Dataset: https://www.kaggle.com/datasets/kailaspsudheer/sarscope-unveiling-the-maritime-landscape

## Section 1 - Workspace Preparation

To ensure that the user can run this notebook without issue, please do the following:

1. Ensure your Python installtion is 3.8.10 or higher.
2. You are using the pip3 package manager.
3. Run the below installation steps.
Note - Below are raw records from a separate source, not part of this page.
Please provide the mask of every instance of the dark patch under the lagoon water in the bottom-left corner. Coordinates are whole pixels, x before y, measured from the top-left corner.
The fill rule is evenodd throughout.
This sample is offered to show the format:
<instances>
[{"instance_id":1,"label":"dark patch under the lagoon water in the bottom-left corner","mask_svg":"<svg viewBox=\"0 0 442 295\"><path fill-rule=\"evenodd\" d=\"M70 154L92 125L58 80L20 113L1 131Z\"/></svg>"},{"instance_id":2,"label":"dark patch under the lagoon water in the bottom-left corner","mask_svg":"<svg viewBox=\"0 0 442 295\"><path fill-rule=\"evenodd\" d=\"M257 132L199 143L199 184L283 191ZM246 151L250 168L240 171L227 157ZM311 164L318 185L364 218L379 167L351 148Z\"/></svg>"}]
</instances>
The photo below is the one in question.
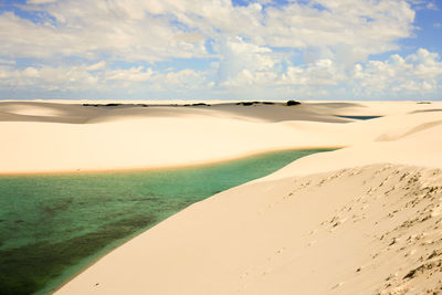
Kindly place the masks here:
<instances>
[{"instance_id":1,"label":"dark patch under the lagoon water in the bottom-left corner","mask_svg":"<svg viewBox=\"0 0 442 295\"><path fill-rule=\"evenodd\" d=\"M123 220L62 242L35 242L1 251L1 294L32 294L63 273L66 264L94 255L115 240L154 222L149 217Z\"/></svg>"}]
</instances>

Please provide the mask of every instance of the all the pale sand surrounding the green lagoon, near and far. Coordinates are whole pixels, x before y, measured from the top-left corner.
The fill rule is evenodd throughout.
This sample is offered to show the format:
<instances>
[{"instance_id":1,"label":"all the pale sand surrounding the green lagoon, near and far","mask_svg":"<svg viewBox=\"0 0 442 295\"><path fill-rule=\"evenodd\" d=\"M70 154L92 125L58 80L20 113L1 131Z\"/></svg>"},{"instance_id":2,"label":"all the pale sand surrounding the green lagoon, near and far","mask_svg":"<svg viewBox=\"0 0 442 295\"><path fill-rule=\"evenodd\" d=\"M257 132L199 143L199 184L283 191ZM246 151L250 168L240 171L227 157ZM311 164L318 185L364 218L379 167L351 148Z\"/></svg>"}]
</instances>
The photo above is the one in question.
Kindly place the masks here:
<instances>
[{"instance_id":1,"label":"all the pale sand surrounding the green lagoon, near and far","mask_svg":"<svg viewBox=\"0 0 442 295\"><path fill-rule=\"evenodd\" d=\"M441 103L12 102L0 103L0 120L2 172L160 167L346 146L187 208L57 294L442 291Z\"/></svg>"}]
</instances>

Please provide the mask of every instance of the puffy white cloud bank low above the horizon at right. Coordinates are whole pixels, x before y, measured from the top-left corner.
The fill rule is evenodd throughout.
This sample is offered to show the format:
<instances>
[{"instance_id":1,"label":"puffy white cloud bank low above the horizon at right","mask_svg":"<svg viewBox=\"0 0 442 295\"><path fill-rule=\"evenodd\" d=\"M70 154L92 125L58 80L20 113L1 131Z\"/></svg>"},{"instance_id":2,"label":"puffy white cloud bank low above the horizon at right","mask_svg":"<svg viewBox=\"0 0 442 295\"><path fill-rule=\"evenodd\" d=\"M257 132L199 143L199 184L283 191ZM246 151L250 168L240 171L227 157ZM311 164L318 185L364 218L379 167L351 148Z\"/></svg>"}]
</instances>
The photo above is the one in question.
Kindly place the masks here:
<instances>
[{"instance_id":1,"label":"puffy white cloud bank low above the horizon at right","mask_svg":"<svg viewBox=\"0 0 442 295\"><path fill-rule=\"evenodd\" d=\"M271 92L294 93L313 98L350 94L366 98L403 98L414 94L435 94L441 88L442 80L439 54L425 49L406 57L392 54L386 61L356 63L350 70L330 59L288 65L284 71L278 65L274 62L260 71L255 62L241 67L223 86L261 89L267 95L272 95Z\"/></svg>"}]
</instances>

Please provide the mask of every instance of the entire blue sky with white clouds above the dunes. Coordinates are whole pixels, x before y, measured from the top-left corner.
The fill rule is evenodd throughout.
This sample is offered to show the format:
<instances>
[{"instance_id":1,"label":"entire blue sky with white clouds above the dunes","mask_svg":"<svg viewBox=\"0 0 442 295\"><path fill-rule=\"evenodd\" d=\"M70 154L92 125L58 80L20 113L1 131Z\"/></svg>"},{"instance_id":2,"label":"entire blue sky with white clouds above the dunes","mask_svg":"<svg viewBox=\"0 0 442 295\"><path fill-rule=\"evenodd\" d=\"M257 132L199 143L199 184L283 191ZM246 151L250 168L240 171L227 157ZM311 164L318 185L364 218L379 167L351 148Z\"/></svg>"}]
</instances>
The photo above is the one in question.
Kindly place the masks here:
<instances>
[{"instance_id":1,"label":"entire blue sky with white clouds above the dunes","mask_svg":"<svg viewBox=\"0 0 442 295\"><path fill-rule=\"evenodd\" d=\"M442 0L0 0L0 99L442 99Z\"/></svg>"}]
</instances>

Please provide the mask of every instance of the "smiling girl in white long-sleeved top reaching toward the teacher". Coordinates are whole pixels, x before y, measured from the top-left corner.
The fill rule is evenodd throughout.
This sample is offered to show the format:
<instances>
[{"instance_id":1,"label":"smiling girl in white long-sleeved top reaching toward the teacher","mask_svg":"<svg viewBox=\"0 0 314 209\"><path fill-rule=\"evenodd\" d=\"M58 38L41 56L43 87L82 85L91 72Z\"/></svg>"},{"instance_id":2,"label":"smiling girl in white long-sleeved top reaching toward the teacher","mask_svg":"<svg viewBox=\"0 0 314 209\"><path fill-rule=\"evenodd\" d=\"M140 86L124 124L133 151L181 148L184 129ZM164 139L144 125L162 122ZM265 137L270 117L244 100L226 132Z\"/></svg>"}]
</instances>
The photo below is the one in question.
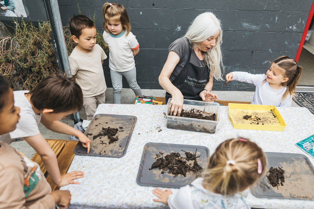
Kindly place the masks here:
<instances>
[{"instance_id":1,"label":"smiling girl in white long-sleeved top reaching toward the teacher","mask_svg":"<svg viewBox=\"0 0 314 209\"><path fill-rule=\"evenodd\" d=\"M290 107L301 73L302 67L294 59L281 56L273 61L266 75L231 72L226 79L254 84L256 89L251 104Z\"/></svg>"}]
</instances>

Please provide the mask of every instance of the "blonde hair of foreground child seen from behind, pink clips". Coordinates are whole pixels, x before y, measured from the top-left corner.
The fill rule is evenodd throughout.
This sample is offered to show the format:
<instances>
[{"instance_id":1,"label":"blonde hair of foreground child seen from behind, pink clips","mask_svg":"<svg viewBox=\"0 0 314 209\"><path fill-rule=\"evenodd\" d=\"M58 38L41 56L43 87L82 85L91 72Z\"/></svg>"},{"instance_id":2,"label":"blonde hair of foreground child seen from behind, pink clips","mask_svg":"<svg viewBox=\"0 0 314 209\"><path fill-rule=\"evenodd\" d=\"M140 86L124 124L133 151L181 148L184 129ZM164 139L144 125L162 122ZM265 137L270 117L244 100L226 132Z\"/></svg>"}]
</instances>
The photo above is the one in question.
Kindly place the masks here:
<instances>
[{"instance_id":1,"label":"blonde hair of foreground child seen from behind, pink clips","mask_svg":"<svg viewBox=\"0 0 314 209\"><path fill-rule=\"evenodd\" d=\"M258 172L258 160L261 172ZM248 140L229 139L219 144L203 172L203 185L209 191L234 195L254 184L266 171L262 149Z\"/></svg>"}]
</instances>

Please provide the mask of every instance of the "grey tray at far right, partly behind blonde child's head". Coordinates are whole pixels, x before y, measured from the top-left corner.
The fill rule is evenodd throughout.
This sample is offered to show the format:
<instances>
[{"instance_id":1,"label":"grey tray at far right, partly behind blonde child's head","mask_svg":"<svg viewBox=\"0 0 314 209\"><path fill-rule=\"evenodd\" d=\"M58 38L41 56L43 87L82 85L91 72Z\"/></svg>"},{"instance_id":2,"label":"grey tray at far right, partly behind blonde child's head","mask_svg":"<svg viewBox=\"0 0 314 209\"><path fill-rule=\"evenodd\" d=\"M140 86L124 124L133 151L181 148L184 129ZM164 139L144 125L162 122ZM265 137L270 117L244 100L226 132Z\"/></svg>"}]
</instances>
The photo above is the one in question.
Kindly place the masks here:
<instances>
[{"instance_id":1,"label":"grey tray at far right, partly behind blonde child's head","mask_svg":"<svg viewBox=\"0 0 314 209\"><path fill-rule=\"evenodd\" d=\"M295 200L314 200L314 168L303 154L265 152L268 168L282 167L285 170L283 186L273 187L267 177L262 177L250 187L256 197ZM290 176L290 177L289 177Z\"/></svg>"}]
</instances>

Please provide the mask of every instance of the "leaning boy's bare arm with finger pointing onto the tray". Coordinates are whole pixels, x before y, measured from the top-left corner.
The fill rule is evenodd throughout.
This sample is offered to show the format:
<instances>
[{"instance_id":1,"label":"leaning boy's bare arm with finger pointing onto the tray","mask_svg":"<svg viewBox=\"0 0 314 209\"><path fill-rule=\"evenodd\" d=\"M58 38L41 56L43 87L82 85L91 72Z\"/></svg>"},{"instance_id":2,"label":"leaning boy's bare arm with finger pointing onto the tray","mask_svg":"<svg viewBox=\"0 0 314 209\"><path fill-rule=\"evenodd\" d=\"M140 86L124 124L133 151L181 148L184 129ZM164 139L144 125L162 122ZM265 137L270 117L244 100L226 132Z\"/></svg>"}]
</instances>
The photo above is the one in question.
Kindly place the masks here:
<instances>
[{"instance_id":1,"label":"leaning boy's bare arm with finger pointing onto the tray","mask_svg":"<svg viewBox=\"0 0 314 209\"><path fill-rule=\"evenodd\" d=\"M80 140L80 142L82 142L82 145L87 148L87 153L89 153L90 140L87 136L84 135L84 133L65 123L62 123L61 121L47 120L45 118L45 115L41 116L41 123L51 131L76 136Z\"/></svg>"}]
</instances>

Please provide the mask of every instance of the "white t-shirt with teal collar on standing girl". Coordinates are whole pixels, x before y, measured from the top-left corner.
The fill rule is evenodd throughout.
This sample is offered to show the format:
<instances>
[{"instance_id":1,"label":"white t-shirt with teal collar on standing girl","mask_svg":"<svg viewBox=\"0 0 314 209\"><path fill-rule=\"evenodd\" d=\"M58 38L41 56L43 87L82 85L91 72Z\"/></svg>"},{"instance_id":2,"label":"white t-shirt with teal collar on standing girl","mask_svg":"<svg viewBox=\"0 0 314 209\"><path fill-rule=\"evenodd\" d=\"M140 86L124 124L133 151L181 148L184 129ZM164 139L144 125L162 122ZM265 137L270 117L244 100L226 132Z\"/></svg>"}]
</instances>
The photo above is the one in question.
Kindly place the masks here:
<instances>
[{"instance_id":1,"label":"white t-shirt with teal collar on standing girl","mask_svg":"<svg viewBox=\"0 0 314 209\"><path fill-rule=\"evenodd\" d=\"M125 72L135 67L133 50L138 49L139 44L135 35L125 31L119 35L113 35L104 31L103 37L109 47L109 68L117 72Z\"/></svg>"}]
</instances>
These are all the packages used in this notebook.

In [None]:
!pip3 install torch
!pip3 install torchvision
!pip3 install torchmetrics
!pip3 install kagglehub
!pip3 install json
!pip3 install matplotlib
!pip3 install cv2

## Section 2 - Dataset Loading

The user has two options for initializing their data.  They can either provide a path to a local copy of the dataset folder or they can load it using the Kagglehub module.  To choose the local path option, simply provide the absolute path to the 'SARscope' folder and no lower.  To choose the Kagglehub option, leave the 'path' variable as 'None'.

In [None]:
# Utility Imports
import json
import os
import pathlib
import random
import shutil


# Data Handling Imports
import cv2
import kagglehub
import matplotlib.pyplot as plt


# Model & Metric Imports
import torch
import torchmetrics
import torchvision

project_path = pathlib.Path.cwd().parent.resolve()
print(f"Project path: {project_path}")

### Section 2.1: Note on Kagglehub

Kagglehub does not natively support downloading to specific directories on the user's file system.  It instead downloads it to a cache folder, which may vary between users.  Thus, all downloads will move the data folder to the included data directory under the '*/data/kaggle/*' folder for consistency.
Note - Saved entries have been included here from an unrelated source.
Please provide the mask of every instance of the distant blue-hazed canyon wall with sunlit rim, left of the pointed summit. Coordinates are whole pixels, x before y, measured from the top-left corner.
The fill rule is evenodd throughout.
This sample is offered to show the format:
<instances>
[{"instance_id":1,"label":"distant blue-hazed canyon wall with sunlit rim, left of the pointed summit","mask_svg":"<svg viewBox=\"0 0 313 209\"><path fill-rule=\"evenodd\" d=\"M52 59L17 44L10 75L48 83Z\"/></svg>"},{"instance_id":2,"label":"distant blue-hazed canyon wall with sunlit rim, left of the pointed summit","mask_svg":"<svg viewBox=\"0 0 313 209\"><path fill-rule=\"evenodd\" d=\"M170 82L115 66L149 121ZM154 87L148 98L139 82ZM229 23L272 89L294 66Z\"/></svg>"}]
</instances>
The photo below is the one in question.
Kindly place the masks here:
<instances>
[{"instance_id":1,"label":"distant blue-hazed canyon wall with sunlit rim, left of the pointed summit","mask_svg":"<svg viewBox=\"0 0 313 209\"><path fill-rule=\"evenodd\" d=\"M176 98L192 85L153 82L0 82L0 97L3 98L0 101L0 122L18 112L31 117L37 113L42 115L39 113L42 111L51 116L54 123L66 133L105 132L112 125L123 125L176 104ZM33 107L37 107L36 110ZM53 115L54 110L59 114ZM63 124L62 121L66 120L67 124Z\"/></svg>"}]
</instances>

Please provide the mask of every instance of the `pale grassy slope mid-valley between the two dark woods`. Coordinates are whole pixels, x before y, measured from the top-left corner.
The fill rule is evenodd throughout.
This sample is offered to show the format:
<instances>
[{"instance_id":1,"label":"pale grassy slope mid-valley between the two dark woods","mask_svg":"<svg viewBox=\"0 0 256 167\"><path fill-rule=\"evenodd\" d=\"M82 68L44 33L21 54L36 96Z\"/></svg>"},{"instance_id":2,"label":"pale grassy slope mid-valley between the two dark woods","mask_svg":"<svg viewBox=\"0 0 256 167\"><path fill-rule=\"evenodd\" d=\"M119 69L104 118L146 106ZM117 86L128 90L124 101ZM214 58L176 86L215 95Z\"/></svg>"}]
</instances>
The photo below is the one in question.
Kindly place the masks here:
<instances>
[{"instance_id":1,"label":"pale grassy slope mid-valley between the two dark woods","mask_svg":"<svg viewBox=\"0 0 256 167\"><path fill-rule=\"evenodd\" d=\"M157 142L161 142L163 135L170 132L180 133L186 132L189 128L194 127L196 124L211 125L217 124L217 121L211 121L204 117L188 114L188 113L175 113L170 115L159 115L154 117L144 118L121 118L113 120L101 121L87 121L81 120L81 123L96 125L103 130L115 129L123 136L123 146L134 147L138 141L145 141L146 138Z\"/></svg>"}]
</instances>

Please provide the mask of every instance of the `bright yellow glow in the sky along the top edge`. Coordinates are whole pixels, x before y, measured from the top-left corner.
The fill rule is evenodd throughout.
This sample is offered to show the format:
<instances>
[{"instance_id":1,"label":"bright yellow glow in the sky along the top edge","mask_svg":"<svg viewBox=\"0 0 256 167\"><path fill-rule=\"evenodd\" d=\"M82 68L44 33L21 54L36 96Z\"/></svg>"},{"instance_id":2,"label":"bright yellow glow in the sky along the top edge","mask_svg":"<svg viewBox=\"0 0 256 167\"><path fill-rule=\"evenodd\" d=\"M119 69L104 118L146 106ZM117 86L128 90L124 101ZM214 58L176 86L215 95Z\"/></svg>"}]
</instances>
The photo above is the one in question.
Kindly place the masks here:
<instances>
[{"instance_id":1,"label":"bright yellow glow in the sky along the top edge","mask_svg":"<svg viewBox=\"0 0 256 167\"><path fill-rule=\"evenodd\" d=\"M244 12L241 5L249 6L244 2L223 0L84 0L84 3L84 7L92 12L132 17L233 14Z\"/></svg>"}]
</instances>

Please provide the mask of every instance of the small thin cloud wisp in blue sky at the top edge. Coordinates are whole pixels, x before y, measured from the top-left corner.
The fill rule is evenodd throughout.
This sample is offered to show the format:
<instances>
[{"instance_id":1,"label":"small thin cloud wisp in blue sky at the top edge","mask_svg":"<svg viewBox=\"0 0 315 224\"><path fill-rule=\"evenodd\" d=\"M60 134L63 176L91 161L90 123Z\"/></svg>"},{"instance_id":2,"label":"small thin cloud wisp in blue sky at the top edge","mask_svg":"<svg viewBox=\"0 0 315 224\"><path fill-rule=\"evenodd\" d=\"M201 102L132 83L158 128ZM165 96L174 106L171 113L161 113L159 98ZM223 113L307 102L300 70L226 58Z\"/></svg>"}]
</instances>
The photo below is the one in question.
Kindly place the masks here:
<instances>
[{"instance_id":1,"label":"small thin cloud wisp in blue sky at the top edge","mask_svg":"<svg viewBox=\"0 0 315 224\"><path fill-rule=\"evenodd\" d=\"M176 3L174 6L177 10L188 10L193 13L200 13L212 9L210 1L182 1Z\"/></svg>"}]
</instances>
If you have an error, this is likely due to the `shutil.move()` command failing because it sees the dataset still cached.  To counteract this, `cd` into the cache directory that is printed in the output and delete the entire data folder.  Then run this block again.

Once the dataset is downloaded, you can either continue or change the `data_path` variable from `None` to the *SARscope* folder's absolute path which will avoid re-downloading everything.

In [None]:
data_path = None # Leave None to download data through Kagglehub.  Otherwise, provide the path to your dataset.

if data_path is None:
    # Create the Kaggle directory to move the downloaded data to
    kaggle_path = os.path.join(project_path, "data", "kaggle")

    if not os.path.exists(kaggle_path):
        os.makedirs(kaggle_path, exist_ok=True)

    # Download the SARscope dataset from Kaggle
    try:
        cached_path = kagglehub.dataset_download("kailaspsudheer/sarscope-unveiling-the-maritime-landscape")
    except:
        raise LookupError("Unable to download SEAscope dataset.")

    # Get the absolute path and move it.
    cached_path = os.path.abspath(os.path.join(cached_path, "SARscope"))

    print(f"Moving cached dataset from directory {cached_path} to {kaggle_path}")
    shutil.move(cached_path, kaggle_path)

    data_path = os.path.join(kaggle_path, "SARscope")

In [None]:
print(f"Using path to dataset: {data_path}")

## Section 3 - Data Visualization

Below, we visualize a few randomly selected images throughout the training dataset as examples of the different types of images the model will encounter and to ensure the annotations are working as expected.

In [135]:
train_files = os.listdir(os.path.join(data_path, "train"))

# Extract the annotation file
train_annotation_file = [x for x in train_files if x.endswith(".json")][0]
train_annotation_file = os.path.join(data_path, "train", train_annotation_file)

# Remove the annotation file from the list of image files and add the absolute paths
train_files = [x for x in train_files if not x.endswith(".json")]
train_files = list(map(lambda x: os.path.join(data_path, "train", x), train_files))

In [134]:
train_sample = random.sample(train_files, 3)

with open(train_annotation_file, 'r') as fAnn:
    annotations = json.load(fAnn)